The honest question for any team considering real-time infrastructure is whether the specific use cases they are trying to serve actually require latency below what high-frequency batch can provide. In most cases the answer is no. In the cases where the answer is yes, the streaming investment is justified. In the cases where the answer is no, micro-batch is almost always the right choice.

Asking the Right Question

The real-time conversation in data engineering is usually framed around capability: can we do real-time?

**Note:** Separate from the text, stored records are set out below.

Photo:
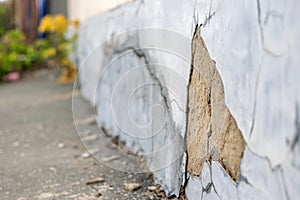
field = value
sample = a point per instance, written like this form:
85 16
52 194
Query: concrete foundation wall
239 101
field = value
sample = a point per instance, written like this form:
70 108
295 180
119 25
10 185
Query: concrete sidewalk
41 156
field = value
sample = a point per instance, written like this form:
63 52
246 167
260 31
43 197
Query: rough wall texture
256 51
212 133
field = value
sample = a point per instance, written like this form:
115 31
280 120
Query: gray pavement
41 156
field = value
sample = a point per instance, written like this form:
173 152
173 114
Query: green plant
17 55
63 45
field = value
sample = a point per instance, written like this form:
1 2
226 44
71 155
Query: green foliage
17 55
5 17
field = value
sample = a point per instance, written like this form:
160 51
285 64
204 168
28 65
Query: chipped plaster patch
212 133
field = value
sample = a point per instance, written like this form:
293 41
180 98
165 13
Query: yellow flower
47 24
66 62
49 53
61 24
76 23
62 47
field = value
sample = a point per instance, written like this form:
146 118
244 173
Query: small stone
95 181
111 158
85 155
16 144
152 188
52 169
46 196
61 145
132 186
98 194
89 138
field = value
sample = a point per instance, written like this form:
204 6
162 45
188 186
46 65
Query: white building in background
82 9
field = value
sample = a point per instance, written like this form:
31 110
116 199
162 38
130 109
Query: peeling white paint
256 48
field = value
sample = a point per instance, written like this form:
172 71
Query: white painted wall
256 48
82 9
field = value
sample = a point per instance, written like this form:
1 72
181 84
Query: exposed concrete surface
256 53
41 156
212 133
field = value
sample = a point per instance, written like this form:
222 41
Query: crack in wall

The more useful question is different: does our business make decisions that require real-time data, and are those decisions important enough to justify the cost of producing it?

Answering that question honestly requires talking to the people who will consume the data. It requires understanding not just what data they want but how they actually use it — how often they look at dashboards, how quickly they can act on new information, and what decisions they make on what time horizons. Those conversations frequently reveal that the appetite for real-time data is more modest than the executive mandate suggested, and that the genuine need is for data that is fresher and more reliable than what currently exists — not necessarily data that arrives in milliseconds.

Real-time data is a powerful capability. It is also one of the most expensive and complex capabilities in the modern data stack. The teams that deploy it wisely — in genuine service of business outcomes that require it — get enormous value from it. The teams that deploy it because it seems like the right direction are building impressive infrastructure on top of a requirement that was never clearly established.

The hype is real. The use cases are narrower than the hype suggests. Know which one you are actually in.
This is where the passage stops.